It can be a challenge for clinical and frontline staff to get involved in quality improvement, above and beyond their intense workload. This team takes a different view and has some nuggets of wisdom to share.

Last year, a team of physiotherapists was awarded the Quality Improvement Project of the Year at Quality Convention. I had a chat with Er Wei Xiang, who was the project lead, to understand about the challenges they faced when trying to solve this problem, and how they circumvented them.

The project was conceived from ground-up, said Wei Xiang, as a result of many physiotherapists voicing out that some patients they were seeing were not appropriate referrals. “Valuable time was thus spent seeing patients who might not have needed urgent care, or for whom physiotherapy was unnecessary or even unsuitable,” he explained. “Morale and a sense of satisfaction in treating patients were affected as well.”

After digging deeper into the root of the problem, the team decided to focus on resolving various inconsistencies in physiotherapy processes and practices, leading to inappropriateness of patient classifications. Wei Xiang recalled, “It was an immense challenge. While we were clear about the problem to be resolved, we couldn’t dive head in with our own conceived solutions. We had to have straightforward conversations with our colleagues from different clinical specialties, and truly understand why things were the way they were.”
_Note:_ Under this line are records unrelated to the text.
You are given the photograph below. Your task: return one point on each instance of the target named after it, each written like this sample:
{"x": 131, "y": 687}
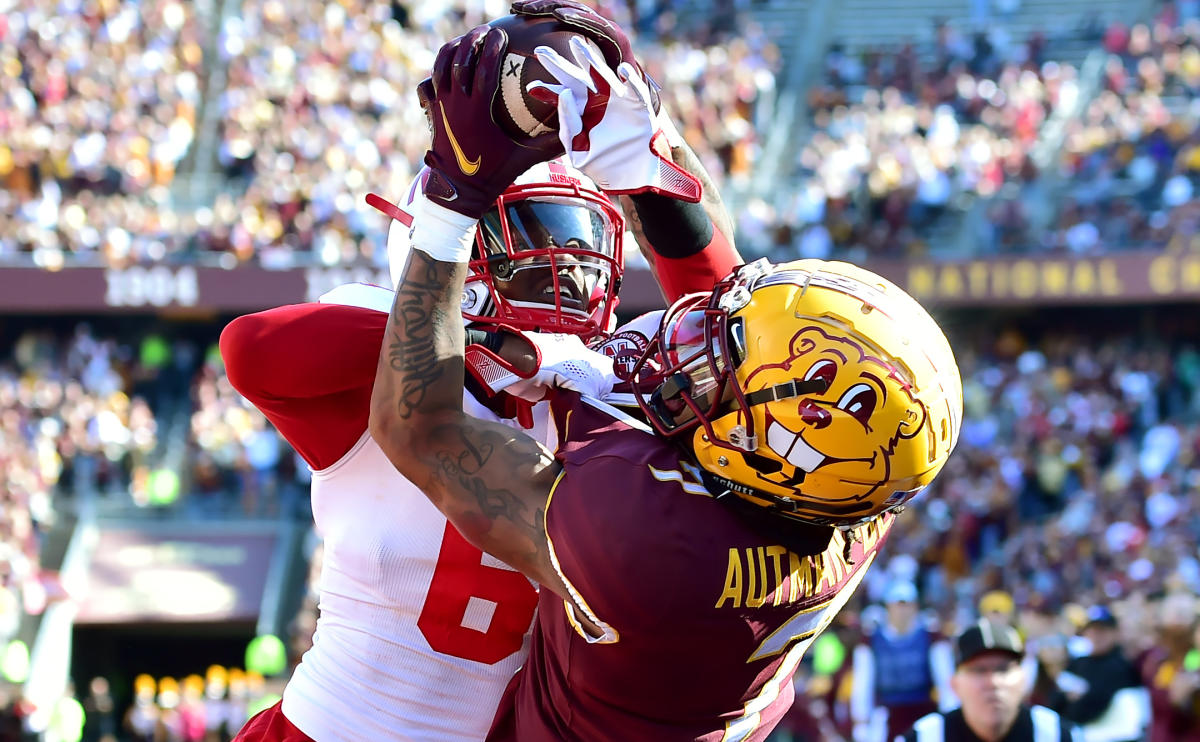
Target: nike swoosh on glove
{"x": 472, "y": 160}
{"x": 609, "y": 125}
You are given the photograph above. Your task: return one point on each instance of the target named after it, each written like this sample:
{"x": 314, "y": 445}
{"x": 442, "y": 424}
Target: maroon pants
{"x": 270, "y": 725}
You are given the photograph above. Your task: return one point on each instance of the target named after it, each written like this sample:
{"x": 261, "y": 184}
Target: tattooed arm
{"x": 689, "y": 246}
{"x": 490, "y": 480}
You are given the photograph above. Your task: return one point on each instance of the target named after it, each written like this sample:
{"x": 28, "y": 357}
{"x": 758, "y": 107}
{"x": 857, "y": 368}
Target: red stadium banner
{"x": 216, "y": 289}
{"x": 159, "y": 574}
{"x": 1125, "y": 277}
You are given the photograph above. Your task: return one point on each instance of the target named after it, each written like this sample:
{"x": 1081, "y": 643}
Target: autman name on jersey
{"x": 774, "y": 575}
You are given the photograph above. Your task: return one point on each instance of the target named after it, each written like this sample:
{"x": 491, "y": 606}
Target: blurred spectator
{"x": 990, "y": 680}
{"x": 99, "y": 111}
{"x": 899, "y": 671}
{"x": 1102, "y": 690}
{"x": 1171, "y": 672}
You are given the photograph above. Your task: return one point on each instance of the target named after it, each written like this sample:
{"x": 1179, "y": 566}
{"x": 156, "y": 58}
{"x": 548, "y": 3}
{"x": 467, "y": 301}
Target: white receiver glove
{"x": 563, "y": 361}
{"x": 622, "y": 142}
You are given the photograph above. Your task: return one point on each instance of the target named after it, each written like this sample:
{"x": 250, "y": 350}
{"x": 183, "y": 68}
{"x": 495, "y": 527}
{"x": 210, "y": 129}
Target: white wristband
{"x": 443, "y": 234}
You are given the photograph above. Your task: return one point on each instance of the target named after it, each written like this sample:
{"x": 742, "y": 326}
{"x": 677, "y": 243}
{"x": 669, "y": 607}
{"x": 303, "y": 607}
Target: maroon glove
{"x": 471, "y": 159}
{"x": 611, "y": 39}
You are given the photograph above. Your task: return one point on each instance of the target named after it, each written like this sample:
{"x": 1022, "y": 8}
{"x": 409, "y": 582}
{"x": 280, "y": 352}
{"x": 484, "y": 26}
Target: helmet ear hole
{"x": 501, "y": 267}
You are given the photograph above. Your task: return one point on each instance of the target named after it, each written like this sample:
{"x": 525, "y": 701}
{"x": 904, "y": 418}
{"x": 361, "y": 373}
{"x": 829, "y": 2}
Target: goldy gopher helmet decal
{"x": 814, "y": 388}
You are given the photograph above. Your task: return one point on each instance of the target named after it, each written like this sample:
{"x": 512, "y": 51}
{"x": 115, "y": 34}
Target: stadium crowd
{"x": 1075, "y": 484}
{"x": 316, "y": 112}
{"x": 97, "y": 109}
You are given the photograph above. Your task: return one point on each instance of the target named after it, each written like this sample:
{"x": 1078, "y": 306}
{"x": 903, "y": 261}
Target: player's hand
{"x": 559, "y": 360}
{"x": 611, "y": 37}
{"x": 624, "y": 144}
{"x": 472, "y": 160}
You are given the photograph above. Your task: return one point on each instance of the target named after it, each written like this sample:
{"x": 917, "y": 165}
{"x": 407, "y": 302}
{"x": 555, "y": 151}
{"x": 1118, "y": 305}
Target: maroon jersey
{"x": 705, "y": 616}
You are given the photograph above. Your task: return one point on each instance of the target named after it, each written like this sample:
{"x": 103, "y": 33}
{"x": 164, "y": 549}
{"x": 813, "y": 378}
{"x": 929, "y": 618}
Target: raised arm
{"x": 307, "y": 367}
{"x": 489, "y": 479}
{"x": 634, "y": 149}
{"x": 689, "y": 245}
{"x": 491, "y": 482}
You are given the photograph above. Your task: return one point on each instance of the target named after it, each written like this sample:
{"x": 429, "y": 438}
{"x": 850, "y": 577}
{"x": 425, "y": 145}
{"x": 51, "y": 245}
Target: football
{"x": 517, "y": 113}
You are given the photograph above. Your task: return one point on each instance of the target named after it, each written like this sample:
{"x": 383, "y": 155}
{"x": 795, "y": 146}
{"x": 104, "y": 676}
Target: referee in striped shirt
{"x": 990, "y": 682}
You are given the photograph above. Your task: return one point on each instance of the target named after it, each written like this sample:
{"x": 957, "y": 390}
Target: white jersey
{"x": 419, "y": 632}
To achieve buy-in for the project, the team needed to convince their colleagues that they were all working for the betterment of their patients and colleagues, and were not blindly criticizing the current practice. “It was scary having to convince a mentor 10 years my senior to buy into change that isn’t guaranteed to reap benefits. We also had to communicate the proposed solution across various discipline teams. Verbal, pictorial, digital, print, email, shared network folders, e-learning platforms and department meetings – you name it – we catered to all preferences of communication in order to achieve correct and accurate usage of the solution.”

Once they arrived at a mutual understanding with their colleagues, the project team set in place a common guideline across the department to decrease variations in the classification of patients. Having one common guideline rather than 7 pre-existing and distinct clinical guidelines made it far less ambiguous for physiotherapists to prioritize patients, and determine the frequency of consultations for them.
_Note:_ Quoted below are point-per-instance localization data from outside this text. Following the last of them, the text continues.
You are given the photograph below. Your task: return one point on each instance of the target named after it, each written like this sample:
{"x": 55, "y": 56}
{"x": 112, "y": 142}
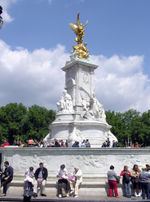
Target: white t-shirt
{"x": 62, "y": 173}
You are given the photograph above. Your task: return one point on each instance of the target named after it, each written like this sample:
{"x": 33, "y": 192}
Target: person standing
{"x": 76, "y": 181}
{"x": 7, "y": 177}
{"x": 135, "y": 172}
{"x": 41, "y": 175}
{"x": 126, "y": 181}
{"x": 112, "y": 181}
{"x": 144, "y": 180}
{"x": 63, "y": 184}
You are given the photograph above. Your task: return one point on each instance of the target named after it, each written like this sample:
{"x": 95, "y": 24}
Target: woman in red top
{"x": 126, "y": 181}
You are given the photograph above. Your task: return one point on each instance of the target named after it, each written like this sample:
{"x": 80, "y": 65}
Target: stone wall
{"x": 94, "y": 162}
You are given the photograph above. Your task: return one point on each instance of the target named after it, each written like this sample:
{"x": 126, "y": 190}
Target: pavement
{"x": 82, "y": 198}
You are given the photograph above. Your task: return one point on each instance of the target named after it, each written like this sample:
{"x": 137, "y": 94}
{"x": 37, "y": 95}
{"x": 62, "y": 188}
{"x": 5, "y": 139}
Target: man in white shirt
{"x": 62, "y": 176}
{"x": 74, "y": 184}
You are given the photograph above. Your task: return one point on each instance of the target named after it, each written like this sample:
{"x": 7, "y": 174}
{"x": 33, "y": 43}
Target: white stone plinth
{"x": 80, "y": 115}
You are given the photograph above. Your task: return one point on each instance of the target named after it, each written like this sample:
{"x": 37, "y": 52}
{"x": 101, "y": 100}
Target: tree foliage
{"x": 20, "y": 122}
{"x": 130, "y": 126}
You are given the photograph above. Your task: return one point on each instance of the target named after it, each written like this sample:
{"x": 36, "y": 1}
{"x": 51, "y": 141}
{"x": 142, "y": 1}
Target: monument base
{"x": 96, "y": 132}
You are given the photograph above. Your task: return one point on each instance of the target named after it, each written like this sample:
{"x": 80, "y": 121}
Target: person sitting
{"x": 75, "y": 144}
{"x": 7, "y": 178}
{"x": 87, "y": 143}
{"x": 41, "y": 175}
{"x": 5, "y": 144}
{"x": 112, "y": 181}
{"x": 75, "y": 181}
{"x": 29, "y": 176}
{"x": 135, "y": 172}
{"x": 63, "y": 185}
{"x": 126, "y": 181}
{"x": 28, "y": 184}
{"x": 144, "y": 181}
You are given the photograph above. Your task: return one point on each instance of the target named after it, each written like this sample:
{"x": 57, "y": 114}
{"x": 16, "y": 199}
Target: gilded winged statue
{"x": 78, "y": 29}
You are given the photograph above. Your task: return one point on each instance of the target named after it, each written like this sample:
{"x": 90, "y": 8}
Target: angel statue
{"x": 79, "y": 31}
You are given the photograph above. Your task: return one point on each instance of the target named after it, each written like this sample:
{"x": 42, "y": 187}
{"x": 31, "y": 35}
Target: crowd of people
{"x": 135, "y": 182}
{"x": 67, "y": 184}
{"x": 54, "y": 143}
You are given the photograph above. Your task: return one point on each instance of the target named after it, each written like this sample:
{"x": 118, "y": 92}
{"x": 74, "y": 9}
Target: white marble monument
{"x": 80, "y": 115}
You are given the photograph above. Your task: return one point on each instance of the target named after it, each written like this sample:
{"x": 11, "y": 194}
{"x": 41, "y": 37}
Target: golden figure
{"x": 79, "y": 31}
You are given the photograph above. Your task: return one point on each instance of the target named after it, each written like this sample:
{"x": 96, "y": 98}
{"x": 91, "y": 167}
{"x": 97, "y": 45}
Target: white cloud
{"x": 36, "y": 78}
{"x": 121, "y": 84}
{"x": 6, "y": 4}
Then I asked the million dollar question – how did the team find time to do this on top of their clinical work? Wei Xiang smiled and said: “We had to do this outside of our usual working hours.”

But there were two nuggets of wisdom he wanted to share, which he felt made his QI journey a far more meaningful one. “View the time spent on QI as an investment with significant returns.”  Wei Xiang elaborated, “The project team may not have achieved the target we set [they were about 1% off], but any time invested towards investigating a problem is already a huge step towards understanding it. Meaningfulness is what you make out of it!”

Second nugget of wisdom: help is always a phone call away. “There’s no need to take on the QI project alone. There are so many resources that you can tap on. When we got stuck, reaching out to QI coach Samantha Woon was the best decision ever made. Besides directing us towards established investigative methods, she made charting root causes and weighing proposed solutions a breeze, clearly setting our QI team towards its final minor success,” shared Wei Xiang. “Another person we are truly grateful to is our senior coach Yong Soh San, who personally volunteered to perform calibration with our developed solution across individual discipline teams in the Physiotherapy Department, leading to implementation across all 7 teams instead of the initially planned 6.”

“Sometimes, all you need to do is ask!”